Answer to Question #330595 in General Chemistry for Liza

Ionisation energy is the energy required to be supplied in order that the most losely held electron from a gaseous atom can be taken out and moved to infinity. The value of this energy is always positive meaning that it has to be supplied to the atom and it is an indicator of how strong is the effective nuclear charge at the shell/orbit from which the electron is to be extracted. This in turn, represents the energy level of that shell/orbit. And, as we move from left to right along a period or from bottom to top in a group, the effective nuclear charge increases due to decrease in atomic size and simultaneously, the energy required to take out the valence electron (and so the ionisation energy) increases. At the same time, the amount of energy released when a gaseous atom accepts an electron into it's valence shell increases with effective nuclear charge as increase in effective nuclear charge would simply mean that, any electron entering the valence shell should be pulled into the atom with greater force and result in the release of more energy. This effectively results in more negative electron gain enthalpy (or more exothermic electron affinity).
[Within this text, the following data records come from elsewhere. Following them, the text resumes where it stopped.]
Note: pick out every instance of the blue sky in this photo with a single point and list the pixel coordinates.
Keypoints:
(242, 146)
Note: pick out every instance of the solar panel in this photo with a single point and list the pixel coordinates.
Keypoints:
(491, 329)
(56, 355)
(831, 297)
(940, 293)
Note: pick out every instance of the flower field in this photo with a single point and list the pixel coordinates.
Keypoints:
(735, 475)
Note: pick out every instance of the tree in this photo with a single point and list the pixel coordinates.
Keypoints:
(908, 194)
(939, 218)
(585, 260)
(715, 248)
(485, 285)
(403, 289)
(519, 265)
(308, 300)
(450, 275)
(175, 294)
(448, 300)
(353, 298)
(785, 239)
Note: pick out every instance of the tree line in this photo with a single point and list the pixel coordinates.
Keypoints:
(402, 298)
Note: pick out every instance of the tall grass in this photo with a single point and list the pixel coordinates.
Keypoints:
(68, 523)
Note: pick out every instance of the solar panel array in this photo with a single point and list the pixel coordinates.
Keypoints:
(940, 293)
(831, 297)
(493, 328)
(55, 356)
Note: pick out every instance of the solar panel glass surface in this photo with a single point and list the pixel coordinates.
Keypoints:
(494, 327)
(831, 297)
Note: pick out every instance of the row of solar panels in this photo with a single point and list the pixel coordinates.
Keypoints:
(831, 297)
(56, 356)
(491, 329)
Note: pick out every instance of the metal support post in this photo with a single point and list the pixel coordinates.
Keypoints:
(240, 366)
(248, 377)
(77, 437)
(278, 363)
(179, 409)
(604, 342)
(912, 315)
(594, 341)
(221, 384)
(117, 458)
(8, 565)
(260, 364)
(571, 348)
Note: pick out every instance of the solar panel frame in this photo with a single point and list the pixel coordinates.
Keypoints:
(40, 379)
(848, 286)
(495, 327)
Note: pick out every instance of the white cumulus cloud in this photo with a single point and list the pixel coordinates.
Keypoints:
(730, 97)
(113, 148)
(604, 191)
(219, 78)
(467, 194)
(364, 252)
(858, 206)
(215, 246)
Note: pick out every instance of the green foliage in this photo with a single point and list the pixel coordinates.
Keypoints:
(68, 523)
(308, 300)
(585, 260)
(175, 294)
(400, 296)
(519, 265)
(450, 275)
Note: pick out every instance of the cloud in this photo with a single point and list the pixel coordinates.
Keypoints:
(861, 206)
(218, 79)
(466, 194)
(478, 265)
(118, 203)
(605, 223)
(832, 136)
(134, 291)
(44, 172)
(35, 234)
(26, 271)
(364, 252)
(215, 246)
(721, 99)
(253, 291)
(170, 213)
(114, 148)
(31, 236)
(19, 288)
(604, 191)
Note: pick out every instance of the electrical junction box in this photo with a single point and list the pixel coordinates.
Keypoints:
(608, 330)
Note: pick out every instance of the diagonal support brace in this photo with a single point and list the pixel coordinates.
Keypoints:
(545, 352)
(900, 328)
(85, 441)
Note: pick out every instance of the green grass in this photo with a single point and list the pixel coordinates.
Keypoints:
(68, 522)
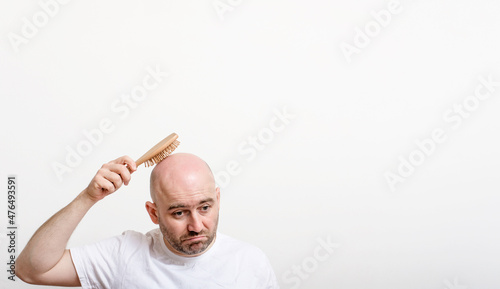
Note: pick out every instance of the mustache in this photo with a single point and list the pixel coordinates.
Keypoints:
(191, 234)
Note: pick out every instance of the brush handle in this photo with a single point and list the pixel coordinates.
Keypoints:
(157, 148)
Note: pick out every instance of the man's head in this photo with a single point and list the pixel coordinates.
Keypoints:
(185, 203)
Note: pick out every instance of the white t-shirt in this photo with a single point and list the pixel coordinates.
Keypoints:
(134, 260)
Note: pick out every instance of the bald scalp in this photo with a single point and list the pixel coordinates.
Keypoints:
(179, 170)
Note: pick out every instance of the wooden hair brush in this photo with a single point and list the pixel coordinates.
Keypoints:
(160, 151)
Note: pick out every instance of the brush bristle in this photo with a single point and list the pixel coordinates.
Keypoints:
(162, 155)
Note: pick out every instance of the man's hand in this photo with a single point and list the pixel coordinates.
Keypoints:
(110, 177)
(45, 259)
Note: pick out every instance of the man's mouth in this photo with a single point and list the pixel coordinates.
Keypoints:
(195, 239)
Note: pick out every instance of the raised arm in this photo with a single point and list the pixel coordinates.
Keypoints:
(45, 259)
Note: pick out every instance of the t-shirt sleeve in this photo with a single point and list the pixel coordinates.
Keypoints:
(270, 281)
(99, 265)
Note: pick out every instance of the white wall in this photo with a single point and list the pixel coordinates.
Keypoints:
(359, 95)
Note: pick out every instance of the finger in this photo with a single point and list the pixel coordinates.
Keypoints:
(128, 161)
(121, 170)
(114, 178)
(103, 184)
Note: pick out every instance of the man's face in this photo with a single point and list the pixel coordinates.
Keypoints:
(188, 219)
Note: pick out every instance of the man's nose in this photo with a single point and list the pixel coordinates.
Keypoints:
(195, 223)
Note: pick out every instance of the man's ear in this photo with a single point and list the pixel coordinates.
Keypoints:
(217, 192)
(152, 211)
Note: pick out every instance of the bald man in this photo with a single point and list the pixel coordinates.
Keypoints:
(186, 251)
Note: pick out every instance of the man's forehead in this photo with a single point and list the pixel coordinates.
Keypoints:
(188, 198)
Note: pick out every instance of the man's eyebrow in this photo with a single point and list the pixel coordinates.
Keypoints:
(181, 205)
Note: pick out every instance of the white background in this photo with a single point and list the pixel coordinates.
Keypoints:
(322, 176)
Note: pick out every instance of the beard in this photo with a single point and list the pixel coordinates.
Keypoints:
(182, 243)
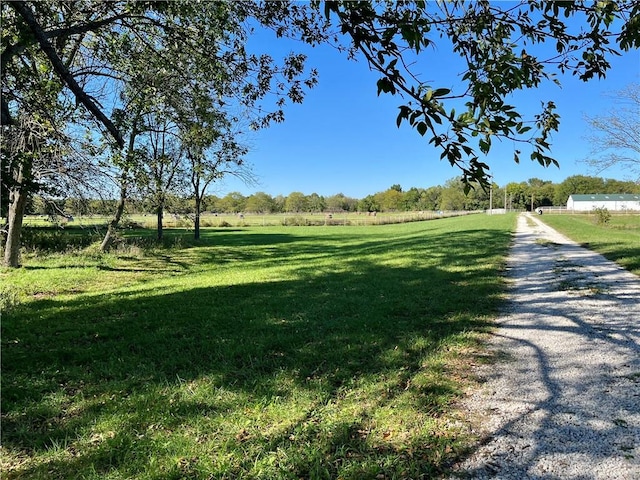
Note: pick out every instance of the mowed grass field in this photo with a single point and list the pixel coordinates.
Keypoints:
(257, 353)
(618, 240)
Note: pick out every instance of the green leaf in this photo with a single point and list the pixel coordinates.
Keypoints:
(441, 92)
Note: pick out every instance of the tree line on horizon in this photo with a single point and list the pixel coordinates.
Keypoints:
(450, 196)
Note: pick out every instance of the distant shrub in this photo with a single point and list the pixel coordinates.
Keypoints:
(56, 239)
(603, 216)
(297, 221)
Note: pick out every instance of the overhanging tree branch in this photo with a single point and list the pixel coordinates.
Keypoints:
(27, 15)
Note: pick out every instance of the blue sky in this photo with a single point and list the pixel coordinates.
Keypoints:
(343, 138)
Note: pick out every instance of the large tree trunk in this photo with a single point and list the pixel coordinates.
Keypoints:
(115, 221)
(18, 195)
(17, 206)
(113, 224)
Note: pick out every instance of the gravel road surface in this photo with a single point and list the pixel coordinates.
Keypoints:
(563, 400)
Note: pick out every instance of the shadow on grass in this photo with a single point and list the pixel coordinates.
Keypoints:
(622, 253)
(69, 366)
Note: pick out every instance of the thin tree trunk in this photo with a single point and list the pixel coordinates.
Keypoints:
(113, 224)
(115, 221)
(17, 206)
(196, 221)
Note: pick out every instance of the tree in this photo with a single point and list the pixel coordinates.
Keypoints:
(93, 48)
(615, 137)
(296, 202)
(452, 196)
(316, 203)
(499, 45)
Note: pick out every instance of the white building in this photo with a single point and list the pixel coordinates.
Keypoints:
(613, 202)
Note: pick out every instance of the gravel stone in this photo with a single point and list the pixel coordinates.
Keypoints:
(563, 400)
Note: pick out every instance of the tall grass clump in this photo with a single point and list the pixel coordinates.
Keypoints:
(618, 238)
(262, 353)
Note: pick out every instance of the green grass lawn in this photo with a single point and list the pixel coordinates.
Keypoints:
(619, 240)
(258, 353)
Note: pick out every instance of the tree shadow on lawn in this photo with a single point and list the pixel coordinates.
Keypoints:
(67, 366)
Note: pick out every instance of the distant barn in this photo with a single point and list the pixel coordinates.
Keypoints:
(613, 202)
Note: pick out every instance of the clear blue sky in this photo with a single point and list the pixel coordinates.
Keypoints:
(343, 138)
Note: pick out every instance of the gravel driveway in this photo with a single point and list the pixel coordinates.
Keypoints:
(563, 400)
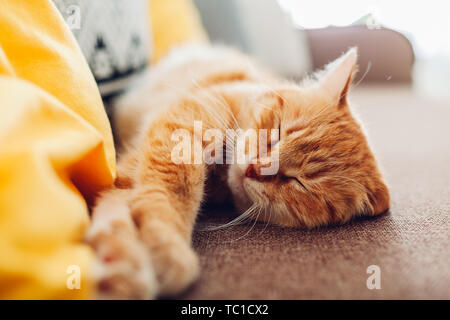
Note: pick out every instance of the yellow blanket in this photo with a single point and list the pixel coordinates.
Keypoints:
(55, 145)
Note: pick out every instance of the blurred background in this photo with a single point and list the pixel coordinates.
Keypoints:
(401, 42)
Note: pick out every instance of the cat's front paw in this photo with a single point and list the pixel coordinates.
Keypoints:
(122, 269)
(175, 262)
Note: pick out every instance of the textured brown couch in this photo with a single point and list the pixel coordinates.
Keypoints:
(411, 137)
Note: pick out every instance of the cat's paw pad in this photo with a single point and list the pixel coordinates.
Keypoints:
(122, 269)
(175, 262)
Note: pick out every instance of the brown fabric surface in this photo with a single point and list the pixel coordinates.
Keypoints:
(411, 136)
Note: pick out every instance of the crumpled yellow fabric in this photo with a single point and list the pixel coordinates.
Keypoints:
(56, 146)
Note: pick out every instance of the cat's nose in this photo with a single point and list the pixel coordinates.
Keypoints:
(253, 172)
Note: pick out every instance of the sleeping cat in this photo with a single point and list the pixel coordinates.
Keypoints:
(142, 226)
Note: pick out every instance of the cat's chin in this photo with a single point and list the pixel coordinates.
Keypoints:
(235, 180)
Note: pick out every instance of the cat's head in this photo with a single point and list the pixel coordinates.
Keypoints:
(327, 173)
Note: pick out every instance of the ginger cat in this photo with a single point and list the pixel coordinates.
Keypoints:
(142, 226)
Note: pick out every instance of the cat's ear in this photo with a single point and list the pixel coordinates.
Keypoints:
(339, 75)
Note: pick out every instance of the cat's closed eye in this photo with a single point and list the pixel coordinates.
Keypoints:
(296, 180)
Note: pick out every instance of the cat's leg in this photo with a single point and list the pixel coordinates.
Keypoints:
(123, 267)
(164, 206)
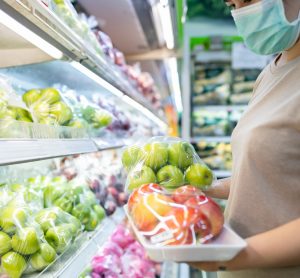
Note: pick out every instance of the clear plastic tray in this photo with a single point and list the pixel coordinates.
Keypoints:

Hence, as we move right along a period or up in a group, the effective nuclear charge on the valence electrons increases due to decrease in atomic size. This on one hand, causes increase in the energy needed to extract a valence electron (ionisation enthalpy), while on the other, causes more energy to be released (highly exothermic electron affinity) when an electron is inserted into it's valence shell.

The only known exceptions that come to my mind to this are Oxygen and Fluorine. Both occupy the topmost and the rightmost positions, one after another, and, essentially have the smallest sizes with very high effective nuclear charges. This results in very high ionisation enthalpies for both. However, their electron affinities are less exothermic than their succeeding group members (-141 kJ per mole for Oxygen while -200 kJ per mole for Sulphur and -328 kJ per mole for Fluorine while -349 kJ per mole for Chlorine) because their small size makes it difficult for each of the atom's valence shell to stabilize itself after accepting an electron due to repulsion from the other electrons already present in it.